I need to somehow extract const char *strPtr from the streambuf. So far I found three methods here on stack exchange:

// method 1, string constructor
const char * streambufToPtr(boost::asio::streambuf &message) {
    boost::asio::streambuf::const_buffers_type bufs = message.data();
    std::string astr(boost::asio::buffers_begin(bufs), boost::asio::buffers_begin(bufs) + message.size());
    return astr.c_str();
}

// method 2, stringstream
const char * streambufToPtr(boost::asio::streambuf &message) {
    std::ostringstream ss;
    ss << &message;
    std::string astr = ss.str();
    return astr.c_str();
}

// method 3, buffer_cast
const char * streambufToPtr(boost::asio::streambuf &message) {
    const char* bufPtr=boost::asio::buffer_cast<const char*>(message.data());
    return bufPtr;
}

All three methods work in my code (so far).
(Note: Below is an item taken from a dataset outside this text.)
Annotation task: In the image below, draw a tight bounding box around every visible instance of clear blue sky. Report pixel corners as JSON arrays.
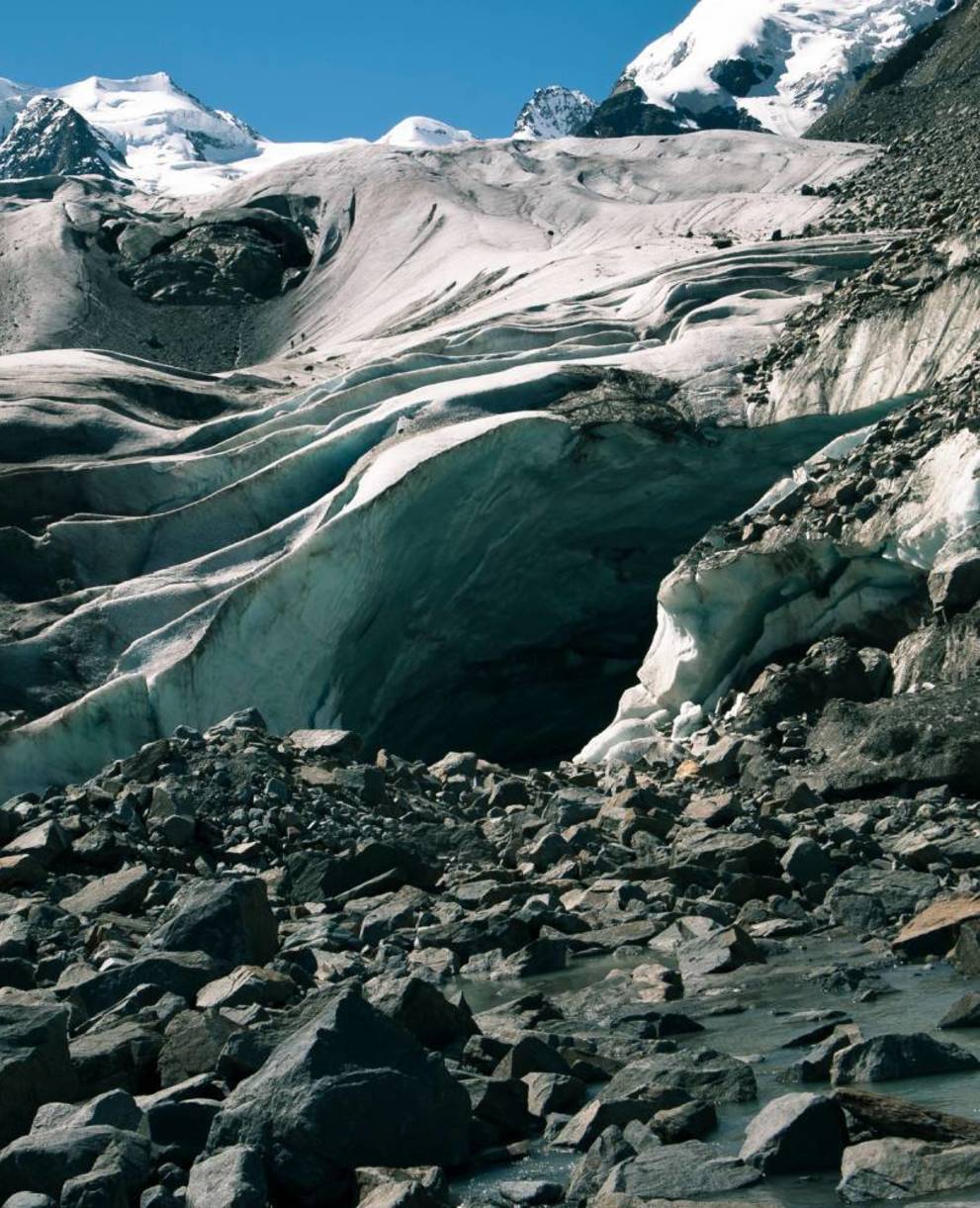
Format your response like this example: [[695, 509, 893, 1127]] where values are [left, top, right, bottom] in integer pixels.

Method 1 and 2 probably copies the data at least once (or more), while method 3 does something else.

What goes on in each of the methods? How fast are they in comparison? Is any of these unsafer in terms of buffer overflows, threading or other traps I might run into later with a network client/server application?


Solution

  • What goes on in each of the methods?

    The first method copies the bytes into a std::string and returns a pointer to the underlying char array. This results in undefined behavior as the string is destroyed when the function returns, do not use it.

    The second method copies the bytes first into an ostringstream, then to a string (ss.str();) and then to yet another string (std::string astr =, although the compiler will probably elide the last copy). It also returns a pointer to something that will no longer exist when the function returns, do not use it.

    Your final function is simply returning a pointer to the underlying bytes of the buffer, and is the only one out of the three with well-defined behavior (assuming your streambuf outlives the char pointer you pass to tinyXML2, and isn't modified in the meantime).

    How fast are they in comparison? Is any of these unsafer in terms of buffer overflows, threading or other traps I might run into later with a network client/server application?

    These are moot because the other two functions are useless.